In this study, we first investigate the relation between axial motions visible in OCT scans of the retina and the heart rate of the subject by simultaneous OCT measurements and noninvasive optical blood pressure measurements on the finger from which the heart rate is derived. Second, simultaneous registration of the axial movement of the cornea and the retina is performed using a dual reference arm OCT setup. Third, we investigate axial head movements with OCT scanning of the teeth. In addition, the axial position of the retina is recorded when a subject is lying down to decrease the influence of head movements.

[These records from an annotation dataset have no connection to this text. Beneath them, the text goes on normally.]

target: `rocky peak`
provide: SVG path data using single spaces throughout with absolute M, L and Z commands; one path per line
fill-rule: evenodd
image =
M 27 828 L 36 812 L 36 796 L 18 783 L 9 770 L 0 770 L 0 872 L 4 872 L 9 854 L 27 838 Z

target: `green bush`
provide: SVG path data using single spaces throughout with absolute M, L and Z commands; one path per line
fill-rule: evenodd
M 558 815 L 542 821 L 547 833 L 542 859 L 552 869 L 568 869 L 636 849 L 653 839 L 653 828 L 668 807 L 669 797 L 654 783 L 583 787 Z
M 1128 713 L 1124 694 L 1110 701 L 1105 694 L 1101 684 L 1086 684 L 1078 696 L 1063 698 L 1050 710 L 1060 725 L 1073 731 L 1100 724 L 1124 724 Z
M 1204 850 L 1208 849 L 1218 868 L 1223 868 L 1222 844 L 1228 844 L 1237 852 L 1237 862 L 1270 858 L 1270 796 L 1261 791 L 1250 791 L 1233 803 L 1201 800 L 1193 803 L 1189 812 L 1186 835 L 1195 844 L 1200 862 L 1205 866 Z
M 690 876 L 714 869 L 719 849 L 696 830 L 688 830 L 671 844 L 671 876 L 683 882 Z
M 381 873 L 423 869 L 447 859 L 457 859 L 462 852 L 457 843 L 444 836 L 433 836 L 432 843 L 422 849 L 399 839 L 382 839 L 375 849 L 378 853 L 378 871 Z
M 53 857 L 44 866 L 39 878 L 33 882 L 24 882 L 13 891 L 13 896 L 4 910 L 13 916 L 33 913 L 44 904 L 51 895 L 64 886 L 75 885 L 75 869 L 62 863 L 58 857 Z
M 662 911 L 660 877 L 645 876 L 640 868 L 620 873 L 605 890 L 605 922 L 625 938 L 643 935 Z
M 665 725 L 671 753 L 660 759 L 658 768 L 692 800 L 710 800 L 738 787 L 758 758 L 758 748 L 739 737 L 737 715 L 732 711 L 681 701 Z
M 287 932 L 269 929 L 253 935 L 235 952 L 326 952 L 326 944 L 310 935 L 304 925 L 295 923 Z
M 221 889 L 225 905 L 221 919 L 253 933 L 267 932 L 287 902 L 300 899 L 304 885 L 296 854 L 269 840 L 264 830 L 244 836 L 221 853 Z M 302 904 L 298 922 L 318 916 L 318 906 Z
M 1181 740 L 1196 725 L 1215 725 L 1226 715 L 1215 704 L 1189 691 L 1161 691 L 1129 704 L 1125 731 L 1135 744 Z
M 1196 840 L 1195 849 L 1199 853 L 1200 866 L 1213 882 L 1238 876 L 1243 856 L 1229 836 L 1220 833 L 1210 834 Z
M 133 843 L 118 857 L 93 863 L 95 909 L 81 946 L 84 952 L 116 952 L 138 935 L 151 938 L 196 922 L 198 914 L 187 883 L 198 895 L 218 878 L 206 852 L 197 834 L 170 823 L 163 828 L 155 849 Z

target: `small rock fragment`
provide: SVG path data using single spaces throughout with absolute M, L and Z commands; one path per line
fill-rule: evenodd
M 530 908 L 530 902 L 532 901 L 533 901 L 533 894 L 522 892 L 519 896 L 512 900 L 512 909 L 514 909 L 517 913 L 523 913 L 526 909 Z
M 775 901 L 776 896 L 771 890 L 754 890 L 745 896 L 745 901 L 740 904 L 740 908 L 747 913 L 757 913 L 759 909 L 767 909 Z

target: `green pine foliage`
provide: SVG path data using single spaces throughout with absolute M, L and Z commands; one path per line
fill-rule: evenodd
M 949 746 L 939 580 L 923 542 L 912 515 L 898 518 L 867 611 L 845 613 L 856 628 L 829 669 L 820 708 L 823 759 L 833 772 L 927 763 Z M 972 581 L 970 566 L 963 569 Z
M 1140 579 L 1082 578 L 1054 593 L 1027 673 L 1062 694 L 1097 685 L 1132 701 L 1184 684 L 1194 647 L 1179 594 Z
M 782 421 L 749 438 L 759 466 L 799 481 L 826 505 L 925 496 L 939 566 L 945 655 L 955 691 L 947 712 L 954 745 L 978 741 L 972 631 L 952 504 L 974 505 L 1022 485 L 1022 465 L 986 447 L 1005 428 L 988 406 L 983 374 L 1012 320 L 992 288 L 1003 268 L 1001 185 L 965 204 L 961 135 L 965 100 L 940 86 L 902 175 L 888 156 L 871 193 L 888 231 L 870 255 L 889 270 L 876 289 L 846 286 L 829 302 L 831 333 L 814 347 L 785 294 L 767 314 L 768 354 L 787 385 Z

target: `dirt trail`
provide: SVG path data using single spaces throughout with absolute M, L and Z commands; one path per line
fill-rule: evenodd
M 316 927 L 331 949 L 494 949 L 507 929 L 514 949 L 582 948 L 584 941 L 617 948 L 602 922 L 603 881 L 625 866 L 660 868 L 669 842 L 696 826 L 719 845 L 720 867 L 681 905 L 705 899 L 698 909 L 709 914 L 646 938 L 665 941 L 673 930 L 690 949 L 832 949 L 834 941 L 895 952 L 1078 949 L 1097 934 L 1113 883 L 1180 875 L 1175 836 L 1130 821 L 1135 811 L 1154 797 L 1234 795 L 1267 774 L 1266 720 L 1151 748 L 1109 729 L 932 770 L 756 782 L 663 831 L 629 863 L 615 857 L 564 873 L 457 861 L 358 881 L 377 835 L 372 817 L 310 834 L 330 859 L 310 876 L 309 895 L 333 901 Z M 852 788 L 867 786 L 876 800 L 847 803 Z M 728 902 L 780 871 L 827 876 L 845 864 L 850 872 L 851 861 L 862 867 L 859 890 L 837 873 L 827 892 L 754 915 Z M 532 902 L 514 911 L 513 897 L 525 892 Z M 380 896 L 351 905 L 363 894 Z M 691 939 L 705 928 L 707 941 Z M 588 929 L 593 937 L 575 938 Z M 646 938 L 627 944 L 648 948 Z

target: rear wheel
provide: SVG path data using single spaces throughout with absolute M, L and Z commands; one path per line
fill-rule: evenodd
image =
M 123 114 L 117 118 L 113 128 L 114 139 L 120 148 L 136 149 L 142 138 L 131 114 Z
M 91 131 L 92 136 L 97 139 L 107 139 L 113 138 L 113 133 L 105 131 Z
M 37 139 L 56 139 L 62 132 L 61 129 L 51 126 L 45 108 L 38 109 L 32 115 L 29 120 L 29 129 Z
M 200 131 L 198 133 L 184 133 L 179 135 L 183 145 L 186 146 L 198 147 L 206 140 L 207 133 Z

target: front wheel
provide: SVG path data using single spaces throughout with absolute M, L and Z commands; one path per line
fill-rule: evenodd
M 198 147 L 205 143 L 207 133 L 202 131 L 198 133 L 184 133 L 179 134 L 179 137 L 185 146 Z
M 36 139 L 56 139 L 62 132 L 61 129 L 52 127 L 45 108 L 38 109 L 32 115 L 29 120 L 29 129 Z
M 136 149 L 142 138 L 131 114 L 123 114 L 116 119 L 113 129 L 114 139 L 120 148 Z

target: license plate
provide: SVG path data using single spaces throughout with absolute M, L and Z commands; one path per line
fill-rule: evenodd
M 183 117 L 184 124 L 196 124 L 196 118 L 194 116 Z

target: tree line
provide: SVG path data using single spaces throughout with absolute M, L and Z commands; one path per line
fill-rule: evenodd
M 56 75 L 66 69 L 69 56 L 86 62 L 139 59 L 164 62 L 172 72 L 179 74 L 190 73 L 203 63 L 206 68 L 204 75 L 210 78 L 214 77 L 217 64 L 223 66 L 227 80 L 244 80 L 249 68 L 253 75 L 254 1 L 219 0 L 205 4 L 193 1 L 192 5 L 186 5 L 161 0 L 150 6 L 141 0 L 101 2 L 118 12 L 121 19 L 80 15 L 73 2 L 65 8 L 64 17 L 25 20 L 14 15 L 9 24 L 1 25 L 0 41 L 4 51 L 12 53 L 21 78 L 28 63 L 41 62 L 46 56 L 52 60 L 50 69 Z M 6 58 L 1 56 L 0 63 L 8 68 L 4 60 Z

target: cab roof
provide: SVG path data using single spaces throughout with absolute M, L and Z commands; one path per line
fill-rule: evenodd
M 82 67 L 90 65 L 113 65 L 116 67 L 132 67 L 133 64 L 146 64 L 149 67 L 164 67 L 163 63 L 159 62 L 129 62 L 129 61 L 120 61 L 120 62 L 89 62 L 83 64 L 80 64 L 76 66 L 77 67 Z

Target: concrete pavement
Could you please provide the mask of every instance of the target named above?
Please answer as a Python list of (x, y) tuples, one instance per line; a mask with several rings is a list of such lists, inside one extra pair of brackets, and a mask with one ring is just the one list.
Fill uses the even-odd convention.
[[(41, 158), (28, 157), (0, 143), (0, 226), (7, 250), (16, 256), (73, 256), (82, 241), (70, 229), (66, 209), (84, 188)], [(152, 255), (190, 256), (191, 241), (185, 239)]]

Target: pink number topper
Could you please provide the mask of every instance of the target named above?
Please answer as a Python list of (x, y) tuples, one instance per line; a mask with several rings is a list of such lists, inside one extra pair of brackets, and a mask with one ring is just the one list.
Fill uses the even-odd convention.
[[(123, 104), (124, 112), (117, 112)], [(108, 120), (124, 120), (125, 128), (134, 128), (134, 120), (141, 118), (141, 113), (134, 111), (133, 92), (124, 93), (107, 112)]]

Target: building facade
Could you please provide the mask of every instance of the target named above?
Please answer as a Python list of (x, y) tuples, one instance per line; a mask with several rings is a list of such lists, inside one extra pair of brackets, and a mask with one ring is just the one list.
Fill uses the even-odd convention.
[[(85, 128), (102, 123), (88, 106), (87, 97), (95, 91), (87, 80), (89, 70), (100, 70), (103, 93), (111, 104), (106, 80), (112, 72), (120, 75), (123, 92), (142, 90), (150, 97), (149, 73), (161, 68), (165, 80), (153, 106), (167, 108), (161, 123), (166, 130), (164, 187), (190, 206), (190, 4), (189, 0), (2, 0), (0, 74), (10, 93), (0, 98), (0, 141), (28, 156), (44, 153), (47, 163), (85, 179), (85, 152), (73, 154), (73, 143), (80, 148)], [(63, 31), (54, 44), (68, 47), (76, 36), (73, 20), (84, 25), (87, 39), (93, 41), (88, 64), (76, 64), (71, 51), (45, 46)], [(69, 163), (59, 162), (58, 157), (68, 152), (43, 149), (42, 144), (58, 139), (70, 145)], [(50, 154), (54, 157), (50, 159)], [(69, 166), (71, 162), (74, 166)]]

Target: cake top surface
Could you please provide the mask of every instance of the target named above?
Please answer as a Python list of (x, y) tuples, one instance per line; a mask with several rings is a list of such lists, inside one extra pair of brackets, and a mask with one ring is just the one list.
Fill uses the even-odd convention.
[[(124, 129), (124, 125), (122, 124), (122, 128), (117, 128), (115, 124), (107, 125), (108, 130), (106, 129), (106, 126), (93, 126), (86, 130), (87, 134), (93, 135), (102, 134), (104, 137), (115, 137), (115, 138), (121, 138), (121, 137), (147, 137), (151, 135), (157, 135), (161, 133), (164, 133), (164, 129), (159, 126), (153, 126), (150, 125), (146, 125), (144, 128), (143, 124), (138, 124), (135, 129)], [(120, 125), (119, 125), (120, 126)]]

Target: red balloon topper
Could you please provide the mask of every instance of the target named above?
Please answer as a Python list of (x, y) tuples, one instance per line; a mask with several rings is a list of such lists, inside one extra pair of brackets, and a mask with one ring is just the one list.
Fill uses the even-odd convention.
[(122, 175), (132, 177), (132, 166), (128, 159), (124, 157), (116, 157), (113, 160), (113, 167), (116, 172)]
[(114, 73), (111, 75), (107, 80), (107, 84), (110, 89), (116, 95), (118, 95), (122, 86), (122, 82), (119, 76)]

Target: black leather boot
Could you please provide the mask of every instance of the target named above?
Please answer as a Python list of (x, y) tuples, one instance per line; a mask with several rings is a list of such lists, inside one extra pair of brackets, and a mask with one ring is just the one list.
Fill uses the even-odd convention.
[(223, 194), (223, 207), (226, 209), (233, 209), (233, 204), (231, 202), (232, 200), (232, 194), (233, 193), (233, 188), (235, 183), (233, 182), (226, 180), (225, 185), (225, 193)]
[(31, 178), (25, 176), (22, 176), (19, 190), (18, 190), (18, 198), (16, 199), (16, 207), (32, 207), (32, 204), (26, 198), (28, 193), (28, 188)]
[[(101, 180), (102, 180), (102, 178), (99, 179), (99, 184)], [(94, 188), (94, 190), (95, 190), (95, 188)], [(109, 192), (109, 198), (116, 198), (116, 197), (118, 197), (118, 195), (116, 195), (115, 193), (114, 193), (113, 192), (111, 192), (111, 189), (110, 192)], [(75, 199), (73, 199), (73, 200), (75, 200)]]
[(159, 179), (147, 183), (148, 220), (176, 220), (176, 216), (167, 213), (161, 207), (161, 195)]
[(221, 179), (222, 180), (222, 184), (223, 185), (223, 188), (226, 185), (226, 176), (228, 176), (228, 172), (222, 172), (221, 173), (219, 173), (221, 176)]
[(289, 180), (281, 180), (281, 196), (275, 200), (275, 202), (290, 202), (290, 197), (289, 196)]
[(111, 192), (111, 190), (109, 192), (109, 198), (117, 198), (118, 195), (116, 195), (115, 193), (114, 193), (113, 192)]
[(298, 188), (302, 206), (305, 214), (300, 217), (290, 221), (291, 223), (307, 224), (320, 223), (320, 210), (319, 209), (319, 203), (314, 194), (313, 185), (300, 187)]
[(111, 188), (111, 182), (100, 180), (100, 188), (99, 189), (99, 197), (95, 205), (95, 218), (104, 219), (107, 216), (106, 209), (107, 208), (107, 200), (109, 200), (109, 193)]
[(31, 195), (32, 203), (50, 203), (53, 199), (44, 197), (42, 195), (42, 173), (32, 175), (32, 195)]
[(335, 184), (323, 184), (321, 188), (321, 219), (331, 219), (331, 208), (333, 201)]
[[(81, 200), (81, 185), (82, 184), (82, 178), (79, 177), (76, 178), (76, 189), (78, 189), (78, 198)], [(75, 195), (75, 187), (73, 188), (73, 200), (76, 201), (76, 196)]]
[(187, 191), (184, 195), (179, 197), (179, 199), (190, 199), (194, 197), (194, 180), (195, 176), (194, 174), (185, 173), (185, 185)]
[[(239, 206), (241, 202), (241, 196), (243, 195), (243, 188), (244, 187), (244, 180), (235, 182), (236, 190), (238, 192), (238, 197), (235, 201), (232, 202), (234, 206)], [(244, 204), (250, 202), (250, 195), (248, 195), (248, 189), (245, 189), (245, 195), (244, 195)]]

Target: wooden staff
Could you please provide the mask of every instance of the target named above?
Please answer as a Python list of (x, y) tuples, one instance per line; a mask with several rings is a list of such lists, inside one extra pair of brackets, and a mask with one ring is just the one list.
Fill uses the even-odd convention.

To determine the heart rate, the blood pressure was measured simultaneously and continuously during OCT imaging using a blood pressure monitor (Nexfin; BMEYE; Amsterdam, The Netherlands). This device used a volume clamp method with a pressurized cuff around the finger of the subject to obtain continuous noninvasive blood pressure. The blood pressure waveform (sample frequency, 200 Hz) and derived parameters (e.g., heart rate) were stored to file after the measurement. At both the start and at the end of the OCT scanning, an electric trigger signal was send to the monitor, and the trigger signal was stored in the blood pressure dataset. In postprocessing, the data of these triggers were used to synchronize the blood pressure measurement with the OCT measurement.
To investigate the influence of the heartbeat on the axial motions, a total of 27 measurements was performed on 5 healthy subjects. The mean age of the subjects was 31 ± 8 years. All subjects were healthy without any known ocular pathology and with clear ocular media. The subjects were asked to fixate and relax while they placed their head on a chin rest. Furthermore, they were asked not to blink their eyes and to avoid large head movements. In the frequency spectrum of the axial OCT shift, peaks that were clearly visible above noise level were located manually and were analyzed. Peaks with frequencies lower than 0.5 Hz were excluded from analysis. The uncertainty in the central frequency of the peak is determined by the resolution of the frequency spectrum. From the blood pressure measurement, the corresponding part was selected using the start and stop triggers as a reference. A frequency spectrum was made of the blood pressure signal, and the fundamental frequency (i.e., the heart rate) was selected and used in further analysis.
Second, the movement of the retina and the cornea were measured simultaneously where the signal from the cornea was displayed in the upper part and the signal from the retina was displayed in the lower part of the B-scan image. Seventeen measurements were performed on 2 subjects. During these measurements, the scan mirror was not rotating. The average A-scan was segmented in a retinal image and a corneal image. The position analysis was performed on both images to determine the shift of the retina and the cornea.
Third, to register axial head motions, 10 measurements were performed on the teeth of 1 subject. The same cross-correlation method was used to calculate the axial OCT shift and to determine the frequency of the motion.
Finally, the effect of the heart rate on head motions was further investigated on 6 subjects who were asked to lie down, resting with the back side of the head on the floor during OCT imaging of the retina. In this way, head movements toward and away from the illuminating beam were restricted because gravity kept the head position constant. Five measurements per subject were performed in this position, and the same method was used in the analysis of the OCT images.
All research adhered to the tenets of the Declaration of Helsinki. We certify that all applicable institutional and governmental regulations concerning the ethical use of human volunteers were followed during this research.